The fourth week of Advent this year is very short, just a matter of days. In the anticipation of Christmas, and the rush of all of the holiday preparations, this fourth week often times is brushed aside. To be honest, in some years, the fourth candle never seems to get lit.
But it is never too late to celebrate Advent. In fact that is the nature of the Advent season. It is the season of anticipation, constantly waiting and hoping at all times. It is about beginnings that permeate the entire year.
At our San Francisco Bay Area Mission House, we began Advent this year with a retreat but focused on the theme of what God is hoping to birth in us. During our weekly Lunch with Jesus gatherings, we have continued to reflect upon this, sharing the stirrings of the Spirit within us, gestating, growing and waiting to be born.
One of our group shared the following blog post by Marianne Williamson, entitled, Christmas Mystics that captured for him many of these Advent thoughts and feeling. We offer it here with the hope that these last few days of Advent will be for you days of increased awareness of the stirring what the Spirit is hoping to birth in you:
According to the mystical tradition, Christ is born into the world through each of us. As we open our hearts, he is born into the world. As we choose to forgive, he is born into the world. As we rise to the occasion, he is born into the world. As we make our hearts true conduits for love, and our minds true conduits for higher thoughts, then absolutely a divine birth takes place. Who we're capable of being emerges into the world, and weaknesses of the former self begin to fade. Thus are the spiritual mysteries of the universe, the constant process of dying to who we used to be as we actualize our divine potential.
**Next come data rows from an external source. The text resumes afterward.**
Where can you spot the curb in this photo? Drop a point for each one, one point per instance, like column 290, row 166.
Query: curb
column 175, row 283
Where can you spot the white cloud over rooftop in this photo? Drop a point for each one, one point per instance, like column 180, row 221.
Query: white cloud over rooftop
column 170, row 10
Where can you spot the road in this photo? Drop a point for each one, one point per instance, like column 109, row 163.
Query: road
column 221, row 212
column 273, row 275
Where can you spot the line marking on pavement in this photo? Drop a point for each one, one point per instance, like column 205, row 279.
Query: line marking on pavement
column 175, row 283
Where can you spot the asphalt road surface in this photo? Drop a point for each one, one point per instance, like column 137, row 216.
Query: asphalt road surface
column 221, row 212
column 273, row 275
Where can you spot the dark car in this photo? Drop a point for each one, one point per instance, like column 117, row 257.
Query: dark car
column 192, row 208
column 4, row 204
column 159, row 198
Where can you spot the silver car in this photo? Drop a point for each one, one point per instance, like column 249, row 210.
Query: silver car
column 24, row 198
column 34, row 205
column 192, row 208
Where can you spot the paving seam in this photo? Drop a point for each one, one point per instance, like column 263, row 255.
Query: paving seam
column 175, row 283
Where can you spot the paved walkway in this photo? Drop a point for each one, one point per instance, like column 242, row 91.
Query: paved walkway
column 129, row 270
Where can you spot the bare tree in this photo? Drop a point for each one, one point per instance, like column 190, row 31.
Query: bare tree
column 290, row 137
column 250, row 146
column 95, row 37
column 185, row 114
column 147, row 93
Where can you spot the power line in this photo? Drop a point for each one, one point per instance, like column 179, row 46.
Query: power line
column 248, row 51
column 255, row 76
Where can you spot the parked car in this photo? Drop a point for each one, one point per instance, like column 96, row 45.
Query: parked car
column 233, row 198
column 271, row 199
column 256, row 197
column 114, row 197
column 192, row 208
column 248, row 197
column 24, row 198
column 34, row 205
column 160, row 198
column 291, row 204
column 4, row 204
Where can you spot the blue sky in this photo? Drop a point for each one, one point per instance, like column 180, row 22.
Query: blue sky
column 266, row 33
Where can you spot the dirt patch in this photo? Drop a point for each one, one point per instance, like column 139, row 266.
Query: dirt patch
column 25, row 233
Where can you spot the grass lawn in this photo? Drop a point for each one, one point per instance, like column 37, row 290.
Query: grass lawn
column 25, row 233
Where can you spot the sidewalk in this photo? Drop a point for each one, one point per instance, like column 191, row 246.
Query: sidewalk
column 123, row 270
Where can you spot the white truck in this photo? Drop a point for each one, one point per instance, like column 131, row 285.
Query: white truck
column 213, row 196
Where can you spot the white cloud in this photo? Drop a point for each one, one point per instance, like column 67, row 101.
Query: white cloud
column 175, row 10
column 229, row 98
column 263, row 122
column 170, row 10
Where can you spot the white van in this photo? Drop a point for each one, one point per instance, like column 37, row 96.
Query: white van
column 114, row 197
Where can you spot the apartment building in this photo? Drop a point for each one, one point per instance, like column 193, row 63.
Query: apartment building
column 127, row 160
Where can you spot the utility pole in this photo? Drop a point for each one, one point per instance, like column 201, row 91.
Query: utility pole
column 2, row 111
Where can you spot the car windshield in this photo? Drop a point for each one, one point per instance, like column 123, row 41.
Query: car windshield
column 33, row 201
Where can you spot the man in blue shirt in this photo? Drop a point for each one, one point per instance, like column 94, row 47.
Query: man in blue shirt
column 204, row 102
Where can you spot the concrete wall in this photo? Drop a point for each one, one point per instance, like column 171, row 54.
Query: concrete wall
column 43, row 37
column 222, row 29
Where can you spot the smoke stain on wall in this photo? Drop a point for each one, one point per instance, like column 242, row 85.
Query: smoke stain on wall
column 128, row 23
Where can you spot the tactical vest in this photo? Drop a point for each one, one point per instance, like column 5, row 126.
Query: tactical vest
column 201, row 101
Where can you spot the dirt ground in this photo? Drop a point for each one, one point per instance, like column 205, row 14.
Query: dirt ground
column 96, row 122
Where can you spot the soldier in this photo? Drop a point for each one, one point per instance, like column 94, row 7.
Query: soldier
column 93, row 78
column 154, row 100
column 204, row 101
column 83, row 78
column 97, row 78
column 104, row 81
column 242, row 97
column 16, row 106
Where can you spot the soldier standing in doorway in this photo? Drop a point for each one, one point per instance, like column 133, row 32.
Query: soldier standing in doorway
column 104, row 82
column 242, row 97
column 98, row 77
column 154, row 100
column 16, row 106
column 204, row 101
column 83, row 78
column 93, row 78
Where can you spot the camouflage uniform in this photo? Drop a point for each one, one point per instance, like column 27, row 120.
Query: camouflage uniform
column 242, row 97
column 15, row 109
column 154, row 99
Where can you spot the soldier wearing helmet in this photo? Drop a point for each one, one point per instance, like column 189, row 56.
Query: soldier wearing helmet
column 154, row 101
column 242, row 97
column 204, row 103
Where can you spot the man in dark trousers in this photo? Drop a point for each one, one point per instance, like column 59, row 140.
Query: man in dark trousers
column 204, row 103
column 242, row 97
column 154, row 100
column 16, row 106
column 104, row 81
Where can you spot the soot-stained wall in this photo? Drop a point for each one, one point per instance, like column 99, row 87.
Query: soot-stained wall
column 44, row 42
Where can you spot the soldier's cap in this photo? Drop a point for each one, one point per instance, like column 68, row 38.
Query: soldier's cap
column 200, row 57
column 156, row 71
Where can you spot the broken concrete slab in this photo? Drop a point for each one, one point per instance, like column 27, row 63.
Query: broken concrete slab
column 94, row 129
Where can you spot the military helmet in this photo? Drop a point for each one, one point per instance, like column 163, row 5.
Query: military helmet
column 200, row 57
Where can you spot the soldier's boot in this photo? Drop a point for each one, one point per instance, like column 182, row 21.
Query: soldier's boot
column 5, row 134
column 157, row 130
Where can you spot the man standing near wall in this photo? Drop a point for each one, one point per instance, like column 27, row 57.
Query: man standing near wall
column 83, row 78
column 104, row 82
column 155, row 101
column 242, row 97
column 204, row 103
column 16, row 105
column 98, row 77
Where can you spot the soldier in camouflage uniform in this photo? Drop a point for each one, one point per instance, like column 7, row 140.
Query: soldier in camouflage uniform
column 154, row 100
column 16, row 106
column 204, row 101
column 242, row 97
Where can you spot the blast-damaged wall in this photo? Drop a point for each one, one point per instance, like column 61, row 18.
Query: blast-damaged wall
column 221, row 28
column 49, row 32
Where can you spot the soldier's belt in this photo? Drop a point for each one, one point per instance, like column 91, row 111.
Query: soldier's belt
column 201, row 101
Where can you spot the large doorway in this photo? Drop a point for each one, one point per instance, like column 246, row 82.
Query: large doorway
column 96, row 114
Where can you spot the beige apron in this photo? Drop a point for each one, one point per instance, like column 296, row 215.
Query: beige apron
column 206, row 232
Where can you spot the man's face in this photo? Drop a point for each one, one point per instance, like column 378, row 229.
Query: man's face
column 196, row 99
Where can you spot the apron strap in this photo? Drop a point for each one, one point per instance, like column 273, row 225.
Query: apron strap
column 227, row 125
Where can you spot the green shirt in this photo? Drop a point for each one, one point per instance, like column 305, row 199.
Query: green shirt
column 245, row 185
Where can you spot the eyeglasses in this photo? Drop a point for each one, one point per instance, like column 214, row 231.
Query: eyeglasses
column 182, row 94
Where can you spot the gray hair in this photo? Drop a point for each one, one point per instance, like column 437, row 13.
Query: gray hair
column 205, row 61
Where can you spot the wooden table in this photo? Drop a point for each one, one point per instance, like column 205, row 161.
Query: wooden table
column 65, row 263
We make moment-by-moment decisions what kind of people to be -- whether to be someone who blesses, or who blames; someone who obsesses about past and future, or who dwells fully in the present; someone who whines about problems, or who creates solutions. It's always our choice what attitudinal ground to stand on: the emotional quicksand of negative thinking, or the airstrip of spiritual flight.
Such choices are made in every moment, consciously or unconsciously, throughout the year. But this is the season when we consider the possibility that we could achieve a higher state of consciousness, not just sometimes but all the time. We consider that there has been one -- and the mystical tradition says there have also been others -- who so embodied his own divine spark that he is now as an elder brother to us, assigned the task of helping the rest of us do the same. According to A Course in Miracles, he doesn't have anything we don't have; he simply doesn't have anything else. He is in a state that is still potential in the rest of us. The image of Jesus has been so perverted, so twisted by institutions claiming to represent him. As it's stated in the Course, "Some bitter idols have been made of him who came only to be brother to the world." But beyond the mythmaking, doctrine and dogma, he is a magnificent spiritual force. And one doesn't have to be Christian to appreciate that fact, or to fall on our knees with praise and thanks at the realization of its meaning. Jesus gives to Christmas its spiritual intensity, hidden behind the ego's lure into all the wild and cacophonous sounds of the season. Beyond the nativity scenes, beyond the doctrinal hoopla, lies one important thing: the hope that we might yet become, while still on this earth, who we truly are.
Then we, and the entire world, will know peace."